Originally a trading business, Glencore is unique amongst the big three mining giants. Big competitor­s such as BHP Billiton and Rio Tinto don’t hedge future coal production because their investors actively want exposure to commoditie­s prices. Glencore, by contrast, took out a hedge earlier this year against 55 million tonnes of future coal production, which has soured because the price of coal has increased. Newcastle thermal coal futures have gained 38 per cent to $65 per tonne since the beginning of April. The resulting hit helped push Glencore to a first-half net loss.

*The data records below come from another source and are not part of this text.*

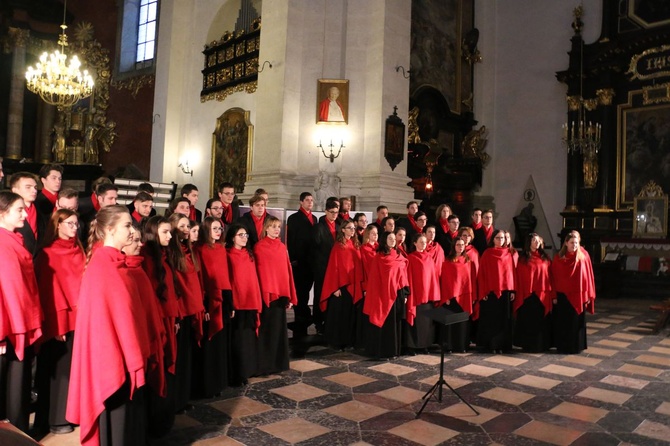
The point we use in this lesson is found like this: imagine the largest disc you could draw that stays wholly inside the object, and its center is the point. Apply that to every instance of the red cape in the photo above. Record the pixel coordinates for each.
(575, 280)
(275, 275)
(214, 267)
(496, 272)
(423, 282)
(60, 268)
(107, 347)
(458, 282)
(246, 290)
(533, 277)
(154, 323)
(387, 275)
(344, 270)
(20, 310)
(169, 306)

Fortunatel­y, that’s a paper loss rather than a cash cost, so the bigger story for Glencore, reducing its borrowings, is still on track. Since it was forced on September 7 into a painful $10.2 billion plan to reduce its debt, the shares have risen, more than doubling in 2016 so far. Costs have been cut, and assets sold. That prudence, which included roughly halving its capital expenditur­e in the first six months, has mostly paid off and Glasenberg feels confident he can get debt down to between $16.5 billion and $17.5 billion by the end of the year.

Being stable, and less indebted, is a good thing but comes at the cost of slower growth. Expansiona­ry capital expenditur­e has shrunk by around two-thirds in the past year. It can’t be much fun for an aggressive trader like Glasenberg to rein in his animal spirits, but that’s what investors demand.